Désormais davantage tourné vers l’étranger que vers l’Hexagone, le groupe Hachette accélère sa conquête des marchés extérieurs. Ce sera le cas avec le rachat de Grolier aux Etats-Unis et de Salvat en Espagne en 1988, ces deux entreprises spécialisées dans la fabrication des encyclopédies lui ouvrant la porte des marchés nord et sud-américain. Dix ans plus tard, la reprise des maisons d’édition Orion et Cassell PLC en Grande-Bretagne renforcera cette orientation stratégique devenue indispensable dans un monde de plus en plus globalisé[7]. La Librairie Hachette n’en oublie pas, pour autant, de saisir les opportunités qui se présentent sur le marché français et, en 1993, la maison Calmann-Lévy, indépendante depuis 1836, passe sous la coupe du géant, comme Hatier, Foucher et Didier, dans le domaine du livre scolaire, et Fernand Hazan dans le livre d’art, en 1996. A cette date, Hachette se partage le marché du livre scolaire en France avec le Groupe de la Cité, propriétaire de Bordas, Dunod, Larousse et Nathan, et l’on assiste à de nombreuses protestations dans ce secteur contre les dangers que cette concentration fait subir aux rédacteurs de manuels scolaires. Vite étouffé, le pamphlet rédigé par une linguiste, Hélène Huot, et intitulé Dans la jungle des manuels scolaires, mettait pourtant le doigt sur un problème réel, la collusion entre un certain nombre d’inspecteurs généraux du ministère de l’Education nationale et les maisons d’édition scolaire les plus puissantes[8]. Conscient des risques que pouvait entraîner cette proximité entre les deux univers du privé et du public, le ministère devait réagir, demander un rapport et modifier en profondeur les règles d’attribution des marchés publics en transférant au Conseil national des programmes le soin d’élaborer les instructions transmises désormais à tous les éditeurs au même moment[9].

 

 

 

 

 

[1] Thiollet Jean-Pierre, Les Dessous d’une présidence, Paris, Anagramme éditions, 2002 et Le Monde du 22 septembre 2000 pour la publication de la cassette de Jean-Claude Méry en version imprimée.
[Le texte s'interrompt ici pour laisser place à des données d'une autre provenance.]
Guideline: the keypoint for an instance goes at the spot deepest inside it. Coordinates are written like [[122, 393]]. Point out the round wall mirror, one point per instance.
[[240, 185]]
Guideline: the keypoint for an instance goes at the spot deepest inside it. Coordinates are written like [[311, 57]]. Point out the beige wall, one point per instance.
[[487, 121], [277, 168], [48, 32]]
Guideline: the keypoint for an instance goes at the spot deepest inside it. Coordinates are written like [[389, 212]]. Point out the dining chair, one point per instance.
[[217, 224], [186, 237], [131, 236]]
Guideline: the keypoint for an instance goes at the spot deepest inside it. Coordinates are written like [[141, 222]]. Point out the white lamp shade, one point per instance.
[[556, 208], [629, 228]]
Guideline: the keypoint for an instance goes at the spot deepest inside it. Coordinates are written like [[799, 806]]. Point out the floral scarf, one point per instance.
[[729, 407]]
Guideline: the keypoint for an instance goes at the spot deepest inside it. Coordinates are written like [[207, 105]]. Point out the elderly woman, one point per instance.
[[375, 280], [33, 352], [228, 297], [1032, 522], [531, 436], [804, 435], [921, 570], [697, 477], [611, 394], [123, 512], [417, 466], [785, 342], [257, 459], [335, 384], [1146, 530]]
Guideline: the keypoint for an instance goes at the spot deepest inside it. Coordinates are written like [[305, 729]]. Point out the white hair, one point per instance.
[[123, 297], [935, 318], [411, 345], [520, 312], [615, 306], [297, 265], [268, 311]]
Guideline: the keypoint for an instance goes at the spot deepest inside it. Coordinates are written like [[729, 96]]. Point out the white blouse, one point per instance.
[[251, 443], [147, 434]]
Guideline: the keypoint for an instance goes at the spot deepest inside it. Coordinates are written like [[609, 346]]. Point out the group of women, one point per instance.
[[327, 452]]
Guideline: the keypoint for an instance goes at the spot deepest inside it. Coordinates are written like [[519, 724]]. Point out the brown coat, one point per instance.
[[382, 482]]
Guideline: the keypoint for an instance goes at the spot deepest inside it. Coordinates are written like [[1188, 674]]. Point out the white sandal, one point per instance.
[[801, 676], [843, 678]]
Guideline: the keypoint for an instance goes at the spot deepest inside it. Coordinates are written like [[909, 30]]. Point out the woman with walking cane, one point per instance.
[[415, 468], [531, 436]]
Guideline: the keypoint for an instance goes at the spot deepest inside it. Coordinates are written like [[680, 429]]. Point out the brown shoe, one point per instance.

[2] Gaudino Antoine, L’Enquête impossible, Paris, Albin Michel, 1990, et Le Procès impossible, Paris, Albin Michel, 1992

[3] Diard Michel, « Comment la finance a transformé le groupe Lagardère », INA Global, 3 février 2016, p. 2.

[4] Mollier Jean-Yves, Hachette, le géant aux ailes brisées, Paris, éditions de l’Atelier, 2015, p. 147. Nous avons eu la chance de voir et de prendre en main cet objet fétiche que conservent précieusement les anciens dirigeants des NMPP.

[5] Voir Nouzille Vincent et Schwartzbrod Alexandra, L’Acrobate. Jean-Luc Lagardère ou les armes du pouvoir, Paris, Le Seuil, 1998.

[6] Mollier Jean-Yves et Dubot Bruno, Histoire de la librairie Larousse (1852-2010), Paris, Fayard, 2012, p. 627-632

[7] Voir Silem Ahmed, « Hachette Livre, Editis et les autres », in Où va le livre ? Edition 2007-2008, op. cit., p. 39-68.

[8] Huot Hélène, Dans la jungle des manuels scolaires, Paris, Le Seuil, 1989.

[9] Mollier Jean-Yves, « Les maîtres des manuels scolaires », in Deux cents ans d’Inspection générale, 1802-2002, dir. Jean-Pierre Rioux, Paris, Fayard, 2002, p. 125-132.